SASRA Prudential Regulations and Financial Performance of Deposit Taking Saving and Credit Co-Operative Societies in Kenya
DOI:
https://doi.org/10.53819/81018102t5245Abstract
Financial performance of Kenya’s deposit-taking savings and credit co-operative societies has been a source of concern, as evidenced by declining indicators over time. According to the SASRA study, profitability has declined significantly, as evidenced by a drop in Return on Assets (ROA) from 2.65% in 2020 to 1.59% in 2021. The purpose of this study was to investigate the effect of prudential requirements imposed by Kenya's Savings and Credit Cooperative Societies Regulatory Authority (SASRA) on the financial performance of Deposit Taking Savings and Credit Cooperative Organisations (SACCOs). The objectives of the study were to investigate the effect of liquidity, asset quality and capital sufficiency on and financial performance of deposit taking saving and credit co-operative societies in Kenya. The study was based on public interest theory, buffer theory and agency theory. The study employed a comparative research design and positivist research theory. The population studied in this study consisted of 175 licenced Deposit Taking SACCOs. Secondary data was used in the study, which was then analysed using descriptive and inferential statistics. Stata was used to conduct the analysis in this study. A multiple linear regression model was used to forecast financial performance. Diagnostic tests were performed to ensure that the linear regression model assumptions are not violated. The correlation results showed that liquidity has a negative correlation (-0.0497) with ROA. Capital adequacy showed a positive correlation (0.6710) with ROA. Similarly, asset quality had a positive correlation with ROA (0.5663).
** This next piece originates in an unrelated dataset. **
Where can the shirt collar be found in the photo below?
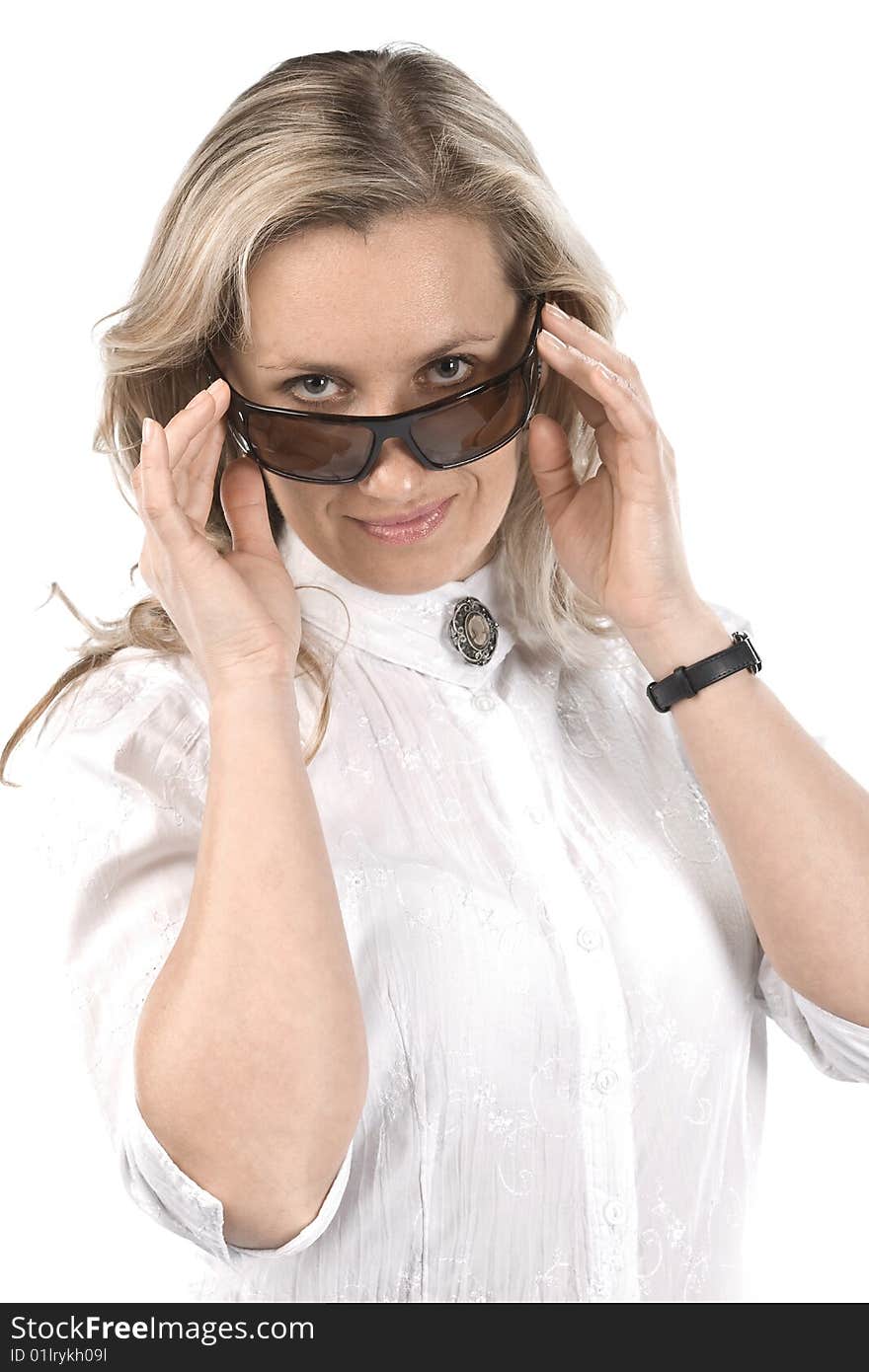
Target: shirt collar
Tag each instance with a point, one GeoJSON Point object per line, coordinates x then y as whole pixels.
{"type": "Point", "coordinates": [408, 630]}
Panel regression results confirmed the importance of capital adequacy and asset quality in driving financial performance, as evidenced by highly significant coefficients (0.7140 and 0.2087, respectively) with p-values of 0.0000. The liquidity coefficient, on the other hand, was found to be -0.0008 with a p-value of 0.7380, indicating that changes in liquidity have a negligible impact on ROA. The study discovered that liquidity, capital adequacy, and asset quality explain 62.65% of the variation in financial performance (ROA). The study recommended that deposit-taking savings and credit co-operative societies (SACCOs) should take a balanced approach to liquidity management in order to optimise financial resources and potentially increase returns, and employ a solid capital base to improve stability.
Keywords: Micro Finance Institutions, Non-performing loans, Net Interest margin, portfolio at risk, capital adequacy.